Dead Can Dance – Dionysus

[PIAS]

Dead Can Dance - DionysusAs a long-time fan, I found Dead Can Dance’s comeback album Anastasis a tad disappointing – that mesmerising sheen of old seemed oddly suppressed, and I don’t think the use of machined percussives helped matters either. Anyways, hearing Lisa Gerrard and Brendan Perry had a new album out, I thought I’d give them another try — and I’m so glad I did as this new offering Dionysus is absolutely fabulous.

The drama is right back, front and centre, tensive and towering (even better than previously). There’s a drum-heavy vibe full of diverting details and spiralling colour, the bright-beaded Huichol mask of the cover art burning as vividly as the music. A rhythmic world tour without feeling touristic, Dionysus is both ancient and contemporary. The canvas blooms and curves, teases in texturing dualities, chanting deflections and slanted percussives with a Spiritchaser-esque vibe that hypnotically holds and floats in tracers of vocal and harpsichording glints.

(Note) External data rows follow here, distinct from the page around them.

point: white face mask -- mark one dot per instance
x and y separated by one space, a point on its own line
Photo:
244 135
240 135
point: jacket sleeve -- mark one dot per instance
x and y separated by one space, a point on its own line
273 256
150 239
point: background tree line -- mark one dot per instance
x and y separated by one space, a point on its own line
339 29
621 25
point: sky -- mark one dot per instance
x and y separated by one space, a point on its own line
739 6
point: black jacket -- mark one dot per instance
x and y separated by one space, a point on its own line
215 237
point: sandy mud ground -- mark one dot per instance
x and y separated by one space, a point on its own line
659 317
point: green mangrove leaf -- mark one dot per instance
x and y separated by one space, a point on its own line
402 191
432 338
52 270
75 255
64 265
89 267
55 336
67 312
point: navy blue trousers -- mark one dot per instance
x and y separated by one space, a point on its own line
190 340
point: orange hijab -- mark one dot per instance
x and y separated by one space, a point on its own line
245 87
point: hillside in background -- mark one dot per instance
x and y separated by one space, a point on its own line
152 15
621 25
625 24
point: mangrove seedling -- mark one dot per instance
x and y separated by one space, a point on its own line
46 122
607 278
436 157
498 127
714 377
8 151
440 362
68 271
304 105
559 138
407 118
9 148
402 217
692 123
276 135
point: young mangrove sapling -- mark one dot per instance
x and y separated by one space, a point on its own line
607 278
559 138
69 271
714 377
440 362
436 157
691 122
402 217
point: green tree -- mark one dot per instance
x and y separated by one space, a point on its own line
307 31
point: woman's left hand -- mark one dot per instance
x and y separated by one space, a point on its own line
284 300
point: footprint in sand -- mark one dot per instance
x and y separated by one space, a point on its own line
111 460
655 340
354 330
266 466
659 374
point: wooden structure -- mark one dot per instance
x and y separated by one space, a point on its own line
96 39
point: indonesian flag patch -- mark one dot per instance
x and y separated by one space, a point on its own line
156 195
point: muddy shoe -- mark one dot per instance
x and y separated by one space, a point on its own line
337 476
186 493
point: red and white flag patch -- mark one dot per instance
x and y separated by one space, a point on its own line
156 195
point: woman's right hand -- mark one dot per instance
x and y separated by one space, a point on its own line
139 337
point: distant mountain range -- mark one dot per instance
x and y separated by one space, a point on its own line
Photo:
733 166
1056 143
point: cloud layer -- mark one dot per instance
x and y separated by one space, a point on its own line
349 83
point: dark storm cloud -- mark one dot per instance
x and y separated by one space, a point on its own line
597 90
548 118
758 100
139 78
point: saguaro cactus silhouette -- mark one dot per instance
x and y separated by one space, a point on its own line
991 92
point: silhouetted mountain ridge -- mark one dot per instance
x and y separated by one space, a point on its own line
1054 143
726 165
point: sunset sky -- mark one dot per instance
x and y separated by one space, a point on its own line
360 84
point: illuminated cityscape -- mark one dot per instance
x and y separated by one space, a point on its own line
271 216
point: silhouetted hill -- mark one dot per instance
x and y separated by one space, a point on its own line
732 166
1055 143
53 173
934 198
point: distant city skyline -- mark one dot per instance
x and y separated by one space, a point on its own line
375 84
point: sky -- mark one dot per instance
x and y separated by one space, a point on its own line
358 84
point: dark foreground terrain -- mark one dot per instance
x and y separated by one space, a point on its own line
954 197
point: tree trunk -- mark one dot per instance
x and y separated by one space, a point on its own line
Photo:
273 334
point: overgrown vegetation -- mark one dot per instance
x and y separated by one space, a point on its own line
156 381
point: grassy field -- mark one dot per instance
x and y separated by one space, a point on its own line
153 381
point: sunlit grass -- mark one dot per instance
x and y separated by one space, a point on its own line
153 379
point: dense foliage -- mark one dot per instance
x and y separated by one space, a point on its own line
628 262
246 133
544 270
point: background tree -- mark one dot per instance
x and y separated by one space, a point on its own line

The noir-esque dulcimer of “Liberator Of Minds” hitting a dervish deliciousness has you caught in its middle eastern flavours and owling flutes, snared on the reverberating shivers of those thick-skinned drums, a tented caravanserai curling under a cinnamon sky. “Dance Of The Bacchantes” (that closely follows) upping the groove-some-ness on vocal Apaches and harder percussion is a feisty concoction with tribal cross-shots and mouth harps that bring to mind the bewitchment of that Bulgarian Voices BooCheeMish album Lisa appeared on earlier in the year. I love a bit of cross-pollination and this is Venn diagramming a lot of Dead Can Dance’s back catalogue with a renewed vigour, throwing out wonderful new sensations.




Mostly instrumental up until now, the flip side piles the platter with some mighty fine duetting, Perry delivering some sexy Arabic-like vocals for Lisa to gymnastically shadow, to pour over in phonetic flourishes. Again, the instrumentation is hot and incisive, blurs around them in shunted accords and fluting ophidia (and it sounds like they’ve employed a whole village of shield-thumpers to help with this one). A magnificent track that peters out with goat burrs and cattle bells which morphically paint your skull in open-air cinematics. The lurid buzz of flies slipping into “Chant Of The Paladin”-like metallics; the hand cymbals of “The Invocation” as the vocals leap and shift equilibrium between flickering focal points.

Everything falls into place so effortlessly; Perry’s shivering baritone on “The Forest” as the bass descends are encircled with dulcimer diamonds then harmonically harboured in a light dusting from Gerrard, a pleasure that ends too quickly on the rainforest sounds of “Psychopomp”. This is a peyote-pawed creation, rhythmically rustled as Brendan and Lisa lock into delectable unison and a deeply meditative vibe full of falling pebbles and Amazonia richness. An aural hallucinogen that brings on a need to play “Echolia / Mother Tongue” from The Serpent’s Egg once again.

Welcome to the resurrection — Dionysus is thirty-six minutes of pure quality.